市民団体「熊谷空襲を忘れない市民の会」は12日、熊谷市宮町の市緑化センターで、パネルディスカッション「戦跡めぐりをして~78年前の街の傷跡から未来を考える~」を開催した。1945年8月14日夜、米軍の焼夷(しょうい)弾で市街地の3分の2が焼失し、266人が命を落とした熊谷空襲。戦跡を巡った大学生が基調報告を行い、「これからの若者に戦争について伝えていかなければならない」と決意を新たにした。
いずれも県立熊谷女子高校卒業生で大学2年生の猪鼻桃寧さん(19)と坂本彩夏さん(20)らは、昨年9月に熊谷空襲の戦跡巡りを実施。同校や中央公園、中家堂の石灯籠、空襲を免れた熊谷聖パウロ教会や熊谷寺などを見て回った。2人は「身近な場所にある戦跡で、戦争について考えるきっかけになれば」と語った。

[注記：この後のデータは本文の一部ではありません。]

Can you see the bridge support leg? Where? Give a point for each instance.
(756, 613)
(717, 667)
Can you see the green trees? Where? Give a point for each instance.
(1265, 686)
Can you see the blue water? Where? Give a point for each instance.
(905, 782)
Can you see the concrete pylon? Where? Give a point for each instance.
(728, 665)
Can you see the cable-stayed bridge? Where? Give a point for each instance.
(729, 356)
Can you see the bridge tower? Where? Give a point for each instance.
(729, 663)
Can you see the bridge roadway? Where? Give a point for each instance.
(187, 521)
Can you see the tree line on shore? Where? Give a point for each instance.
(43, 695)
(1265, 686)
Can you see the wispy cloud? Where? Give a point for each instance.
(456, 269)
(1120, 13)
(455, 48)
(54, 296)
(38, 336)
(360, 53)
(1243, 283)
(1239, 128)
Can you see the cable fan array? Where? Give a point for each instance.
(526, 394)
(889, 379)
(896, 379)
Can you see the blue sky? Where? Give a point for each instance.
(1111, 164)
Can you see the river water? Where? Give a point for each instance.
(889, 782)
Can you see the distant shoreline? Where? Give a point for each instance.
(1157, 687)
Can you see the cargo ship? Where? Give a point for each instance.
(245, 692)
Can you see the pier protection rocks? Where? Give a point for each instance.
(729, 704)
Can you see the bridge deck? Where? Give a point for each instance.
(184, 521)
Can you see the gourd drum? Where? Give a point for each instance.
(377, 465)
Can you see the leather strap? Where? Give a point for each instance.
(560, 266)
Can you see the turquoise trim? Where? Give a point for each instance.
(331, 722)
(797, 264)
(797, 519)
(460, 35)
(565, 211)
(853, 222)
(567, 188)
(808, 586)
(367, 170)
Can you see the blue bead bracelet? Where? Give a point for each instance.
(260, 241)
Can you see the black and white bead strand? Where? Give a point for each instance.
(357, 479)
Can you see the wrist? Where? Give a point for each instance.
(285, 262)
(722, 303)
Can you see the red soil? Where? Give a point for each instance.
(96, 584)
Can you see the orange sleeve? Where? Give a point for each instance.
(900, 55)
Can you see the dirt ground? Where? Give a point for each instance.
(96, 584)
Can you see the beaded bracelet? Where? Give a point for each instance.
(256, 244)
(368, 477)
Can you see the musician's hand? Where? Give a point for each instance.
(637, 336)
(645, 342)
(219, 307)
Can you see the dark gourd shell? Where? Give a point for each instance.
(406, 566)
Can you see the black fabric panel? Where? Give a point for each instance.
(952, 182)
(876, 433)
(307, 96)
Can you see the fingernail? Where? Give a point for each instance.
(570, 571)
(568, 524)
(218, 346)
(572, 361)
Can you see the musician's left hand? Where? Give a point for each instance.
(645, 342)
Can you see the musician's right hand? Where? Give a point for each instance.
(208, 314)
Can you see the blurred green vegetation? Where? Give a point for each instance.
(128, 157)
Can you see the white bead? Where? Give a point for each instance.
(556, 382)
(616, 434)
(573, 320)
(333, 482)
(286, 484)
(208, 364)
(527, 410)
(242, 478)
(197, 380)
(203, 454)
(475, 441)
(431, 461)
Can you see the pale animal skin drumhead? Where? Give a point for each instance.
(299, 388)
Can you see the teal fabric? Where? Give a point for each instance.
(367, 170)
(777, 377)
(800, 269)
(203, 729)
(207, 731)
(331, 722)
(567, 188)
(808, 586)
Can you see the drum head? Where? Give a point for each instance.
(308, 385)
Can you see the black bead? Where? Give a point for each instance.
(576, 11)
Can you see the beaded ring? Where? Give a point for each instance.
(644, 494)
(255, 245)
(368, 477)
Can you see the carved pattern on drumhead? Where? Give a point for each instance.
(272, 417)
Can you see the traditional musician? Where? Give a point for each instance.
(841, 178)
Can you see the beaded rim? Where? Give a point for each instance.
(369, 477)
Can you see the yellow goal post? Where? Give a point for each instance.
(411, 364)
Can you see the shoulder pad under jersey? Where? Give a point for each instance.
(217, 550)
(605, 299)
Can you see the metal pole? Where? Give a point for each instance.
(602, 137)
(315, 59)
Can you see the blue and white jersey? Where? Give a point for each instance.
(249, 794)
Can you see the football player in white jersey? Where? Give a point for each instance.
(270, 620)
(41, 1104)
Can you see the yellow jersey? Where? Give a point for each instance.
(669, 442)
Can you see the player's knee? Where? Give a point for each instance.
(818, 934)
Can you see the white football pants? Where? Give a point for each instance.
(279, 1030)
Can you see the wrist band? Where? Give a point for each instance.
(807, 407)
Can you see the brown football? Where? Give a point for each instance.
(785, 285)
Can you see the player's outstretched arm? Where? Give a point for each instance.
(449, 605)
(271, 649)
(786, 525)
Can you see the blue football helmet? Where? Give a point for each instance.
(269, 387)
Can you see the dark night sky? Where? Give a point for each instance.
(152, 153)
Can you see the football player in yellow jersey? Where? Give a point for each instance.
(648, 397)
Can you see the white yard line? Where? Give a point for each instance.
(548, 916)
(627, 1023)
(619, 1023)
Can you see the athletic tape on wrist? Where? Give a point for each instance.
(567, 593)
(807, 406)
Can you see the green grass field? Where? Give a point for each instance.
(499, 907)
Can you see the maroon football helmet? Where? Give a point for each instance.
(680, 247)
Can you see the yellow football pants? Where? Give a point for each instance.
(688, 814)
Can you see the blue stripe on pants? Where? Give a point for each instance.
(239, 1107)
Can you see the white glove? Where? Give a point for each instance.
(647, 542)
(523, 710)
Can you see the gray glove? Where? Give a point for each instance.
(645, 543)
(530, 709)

県立熊谷西高校を卒業した大学1年生の斎藤可奈さん(18)は戦跡や災害被災地など、悲劇の場を訪れる「ダークツーリズム」と熊谷空襲について発表。ダークツーリズムや熊谷空襲を経験した祖母から話を聞いて、戦争の悲惨さを知ったという。「『戦争は二度と起こさない』と全人類が心に誓う日が来ることを願っている」と力を込めた。
大学生3人と元熊谷女子高校教諭の高城三郎さん(94)らのパネルディスカッションも実施。高城さんは行田市出身で、熊谷空襲で焼夷弾が夕立のように降ってきたことを紹介した。熊谷空襲の日に生まれ、コーディネーターを務めた同会の米田主美代表(77)は「熊谷空襲を力の限り伝えていきたい」と話した。